C.H: Je dis toujours à mes élus, mobilisés sur ces enjeux, que la bataille sera remportée lorsque la dimension du développement durable et de l'excellence écologique sera intégrée dans nos affaires politiques quotidiennes. Je me suis battue, lorsque j'avais la responsabilité de l'aménagement du territoire au conseil régional, pour rendre l'aménagement du territoire nécessairement durable ne serait-ce parce qu'il y a cette obligation de tenir compte des enjeux du développement durable et des enjeux environnementaux. J'ai envie que cette cause devienne quelque chose de naturel, d'innée sans forcément devoir le rappeler. Tant que l'on considérera l'environnement et le développement durable comme quelque chose d'à part, il y aura toujours la tentation de ne pas agir écologiquement afin de faire des économies par exemple, donc c'est notre priorité de mettre en place une politique écologique qui fonctionne. Par ailleurs, le projet d'Avignon [et de nombreuses grandes villes du sud] est de faire "disparaître" la voiture de l'intra-muros car il faut vraiment que le trafic routier soit beaucoup moins prégnant qu'il l'est aujourd'hui. Si on prend le cas de la place St-Didier, qui est pour moi l'une des plus belles places d'Avignon, on accepte "qu'une vingtaine de voitures fassent la loi" sur cette place plutôt que la population avignonnaise.
Il y a beaucoup de villes du sud qui ont une moindre qualité de vie que des villes qu'on peut voir sur la façade océanique parce que ces villes là sont allées plus loin dans la maîtrise de ces flux routiers.

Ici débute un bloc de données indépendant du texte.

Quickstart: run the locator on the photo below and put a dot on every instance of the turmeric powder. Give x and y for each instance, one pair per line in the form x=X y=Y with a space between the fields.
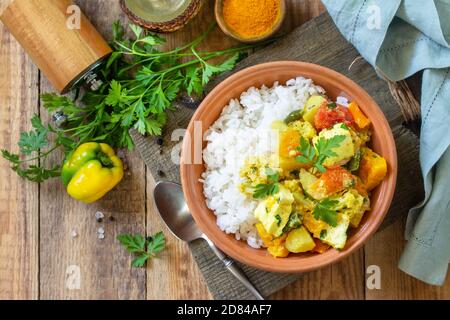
x=251 y=18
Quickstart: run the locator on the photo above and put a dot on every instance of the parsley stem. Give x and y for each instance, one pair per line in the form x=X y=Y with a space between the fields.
x=40 y=156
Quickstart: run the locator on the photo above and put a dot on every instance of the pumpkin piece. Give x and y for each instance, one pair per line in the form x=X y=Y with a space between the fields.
x=360 y=119
x=278 y=251
x=320 y=246
x=373 y=169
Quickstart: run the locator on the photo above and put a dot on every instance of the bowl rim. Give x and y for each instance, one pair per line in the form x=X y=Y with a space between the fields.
x=332 y=255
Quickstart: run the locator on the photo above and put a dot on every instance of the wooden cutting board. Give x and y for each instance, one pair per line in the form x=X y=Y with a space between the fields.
x=320 y=42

C.M: Alors dans ces cas, pourquoi estimez-vous que le Tram est un "cadeau empoisonné"?

C.H: Je suis convaincue qu'il faut un moyen de transport aussi propre, écologique et performant qu'un tram, mais je défend une idée alternative qui est l'élaboration d'un BHNS (Bus à Haut Niveau de Service) qui apporte les mêmes réponses qu'un tramway en étant beaucoup moins coûteux (c'est d'ailleurs cela qui m'a toujours fait privilégier cette solution). Je pense aussi qu'il est important aujourd'hui qu'une agglomération porte des projets à la dimension de sa taille ; le tram est un effet de mode qui peut fonctionner dans de nombreuses villes comme Montpellier mais dans une ville comme Avignon je pense que la « solution bus » est plus pertinente parce qu'elle est moins coûteuse, parce qu'elle apporte les mêmes réponses qu'un tram et parce que j'estime qu'avec 90 millions d'euros on peut largement aménager une ligne de BHNS et quelques lignes chrono pour les heures de pointes.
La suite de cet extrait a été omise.